Mave smiled, her eyes reflecting the pride of someone who had swam against the current and reached the shore. She didn’t talk about technology; she talked about imprinting.

“You can’t force nature to work for you,” she said. “You have to become a part of it. I didn’t just raise geese; I built a family for the cattle.”


The “White Gold” Rush

Shortly after that visit, the Murray McMurray Hatchery received a record number of orders for Toulouse and Embden geese from Nebraska. Everyone wanted the “Mave Yoder Formula.” The people who once called her “crazy” were now lining up to buy her imprinted geese at ten times the market price.
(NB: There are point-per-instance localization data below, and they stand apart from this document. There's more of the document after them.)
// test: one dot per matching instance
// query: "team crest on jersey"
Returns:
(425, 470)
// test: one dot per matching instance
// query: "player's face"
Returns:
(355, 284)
Mave didn’t keep the secret to herself. She began holding small workshops in her father’s old brooder shed. She taught them how to sit on the wooden stool, how to talk to the birds before their down was even dry, and how to listen to the pulse of the prairie.

Mave Yoder’s story became a legend in modern ranching. It wasn’t just about geese or cows; it was a lesson in keen observation and iron-willed patience. In a world searching for quick fixes in chemicals and machines, she proved that penciled notes from 1932 held the power to transform an entire industry.

Twelve years is a long time to endure a joke. But for Mave, it was simply the time nature required to prove she was right. The laughter of the past was replaced by the proud hiss of the geese and the peaceful grazing of the Angus on the vast, rolling Sand Hills.

Now, when travelers pass through Cherry County and see white spots moving among the black cattle, they don’t laugh. They stop, tip their hats, and wonder: “Do I have the patience to sit on that stool for six weeks like Mave did?”